FIG. 1 is a diagram for explaining the method of the present invention, and is a diagram showing a schematic configuration of an apparatus suitably used to carry out the method of the present invention. A...Base material, B...Thermosetting resin liquid, C...Metal foil, D...Product, 3...Double belt press,
4... Heating furnace, 9... Endless belt, 10...
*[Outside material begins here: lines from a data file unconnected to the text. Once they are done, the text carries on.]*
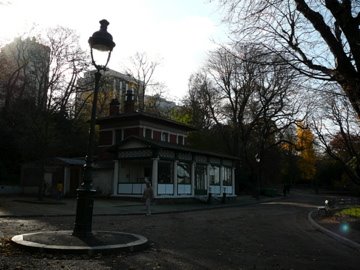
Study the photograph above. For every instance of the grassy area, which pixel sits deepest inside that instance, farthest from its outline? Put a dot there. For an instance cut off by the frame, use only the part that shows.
(353, 212)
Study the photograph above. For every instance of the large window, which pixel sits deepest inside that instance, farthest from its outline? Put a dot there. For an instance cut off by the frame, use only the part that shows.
(105, 137)
(165, 172)
(165, 137)
(200, 179)
(227, 181)
(183, 173)
(214, 175)
(148, 133)
(118, 136)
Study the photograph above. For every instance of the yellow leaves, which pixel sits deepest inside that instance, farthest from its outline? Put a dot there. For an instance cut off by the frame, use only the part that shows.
(305, 146)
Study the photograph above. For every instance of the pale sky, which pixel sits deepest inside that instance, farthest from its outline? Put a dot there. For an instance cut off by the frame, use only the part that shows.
(177, 32)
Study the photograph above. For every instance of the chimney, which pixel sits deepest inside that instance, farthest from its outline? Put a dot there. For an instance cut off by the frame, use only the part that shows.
(114, 107)
(129, 102)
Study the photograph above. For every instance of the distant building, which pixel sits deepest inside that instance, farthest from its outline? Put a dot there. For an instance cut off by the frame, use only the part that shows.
(136, 147)
(24, 73)
(113, 84)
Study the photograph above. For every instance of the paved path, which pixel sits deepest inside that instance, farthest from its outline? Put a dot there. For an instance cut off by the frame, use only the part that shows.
(269, 235)
(31, 207)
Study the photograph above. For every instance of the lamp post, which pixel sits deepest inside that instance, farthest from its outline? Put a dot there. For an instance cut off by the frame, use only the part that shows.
(101, 41)
(258, 178)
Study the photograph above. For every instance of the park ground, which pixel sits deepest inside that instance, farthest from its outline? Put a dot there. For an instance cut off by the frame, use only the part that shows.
(266, 234)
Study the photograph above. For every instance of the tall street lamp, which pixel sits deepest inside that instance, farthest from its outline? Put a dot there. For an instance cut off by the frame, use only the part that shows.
(102, 42)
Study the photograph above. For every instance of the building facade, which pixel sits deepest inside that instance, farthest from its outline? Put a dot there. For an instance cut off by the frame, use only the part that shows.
(113, 85)
(137, 147)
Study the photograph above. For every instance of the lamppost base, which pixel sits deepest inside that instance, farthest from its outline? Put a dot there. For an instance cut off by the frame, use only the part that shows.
(84, 212)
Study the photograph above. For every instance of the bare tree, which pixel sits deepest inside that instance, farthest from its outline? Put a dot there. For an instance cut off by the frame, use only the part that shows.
(338, 132)
(143, 70)
(67, 63)
(318, 38)
(251, 102)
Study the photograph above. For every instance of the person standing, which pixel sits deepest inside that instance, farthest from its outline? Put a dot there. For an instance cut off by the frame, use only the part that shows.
(148, 197)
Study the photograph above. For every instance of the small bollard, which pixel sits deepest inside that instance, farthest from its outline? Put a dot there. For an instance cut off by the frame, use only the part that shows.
(223, 199)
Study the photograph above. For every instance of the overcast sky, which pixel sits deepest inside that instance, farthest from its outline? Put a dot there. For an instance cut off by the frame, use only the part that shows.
(177, 32)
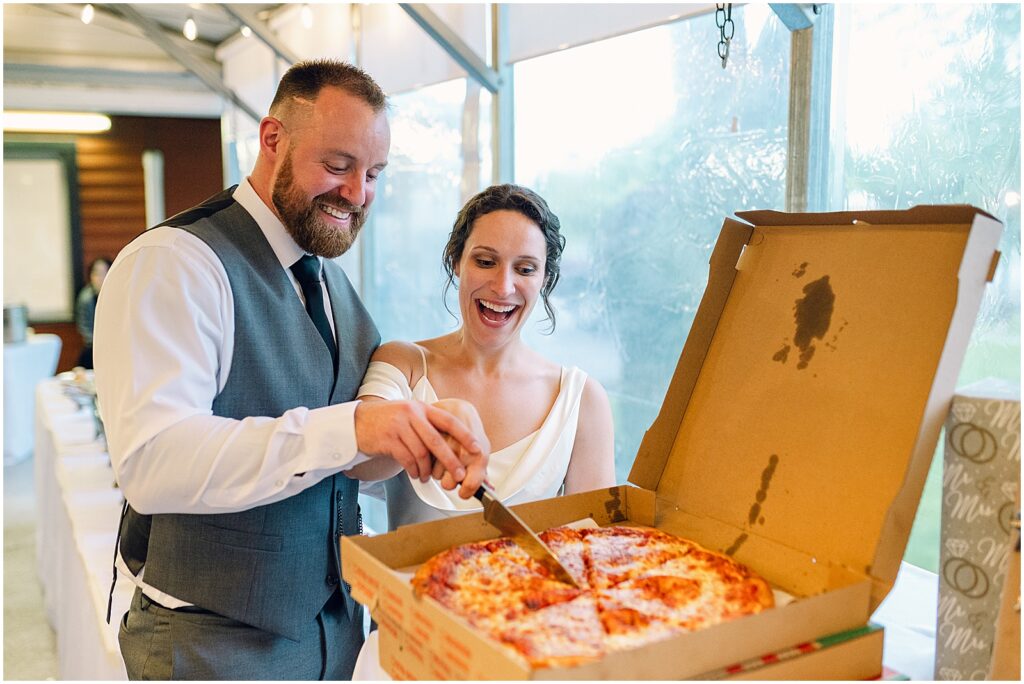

...pressure chamber, 11...pressure medium, 12...cooling chamber.

Claims (1)

[Scope of Claims] 1. A thermosetting resin liquid that essentially does not require a drying process and that does not substantially generate reaction by-products such as gas or liquid during the curing reaction process is applied to a long base material. A continuous manufacturing method for a laminate comprising an impregnating step of impregnating the substrate, and a heating step of superimposing and heating a plurality of impregnated base materials to cure the resin liquid and integrate the resin liquid. partially impregnating the substrate with the liquid, and in the heating step, using a double belt press constituted by an endless belt having a substantially uniform pressure over the entire pressure zone,
While measuring the penetration of the partially impregnated resin liquid into the entire base material, heat and pressure is applied to continuously semi-cure the resin liquid to the extent that elastic recovery of the base material does not occur, and then heat harden continuously under no pressure. A method for continuously manufacturing a laminate, characterized in that: 2. The continuous production method of a laminate according to claim 1, wherein the laminate is a metal foil-clad laminate formed by laminating a plurality of substrates impregnated with metal foil at the same time or in a separate process. 3. A double belt press consisting of an endless belt that has a substantially uniform pressure over the entire pressure zone, has a pressurizing chamber with the endless belt as one constituent surface, and uses a fluid as a pressure medium. The continuous manufacturing method of a laminate according to claim 1, which is a press. 4. The continuous production method of a laminate according to claim 1, wherein the pressure in the heating and pressing step is in the range of 1 to 100 kg/ ^cm2 . 5. The method for continuously manufacturing a laminate according to claim 1, wherein the base material is paper. 6 A long base material is impregnated with a thermosetting resin liquid that essentially does not require a drying process and does not substantially generate reaction by-products such as gas or liquid during the curing reaction process, and is then bonded to metal foil. In a continuous manufacturing method for single-sided metal foil clad laminates in which multiple sheets of the resin liquid-impregnated base material are overlapped and heated to cure the resin liquid and integrate, after partially impregnating the base material with the resin liquid, , having a substantially uniform pressure throughout the cuff;
Using a double belt press consisting of an endless belt, heat and pressurize the partially impregnated resin liquid while measuring its penetration into the entire base material, and continuously apply the resin liquid to the extent that elastic recovery of the base material does not occur. 1. A method for continuously manufacturing a laminate, which comprises semi-curing, then continuously heating and curing under no pressure, followed by cooling, and then continuously correcting warpage of the laminate.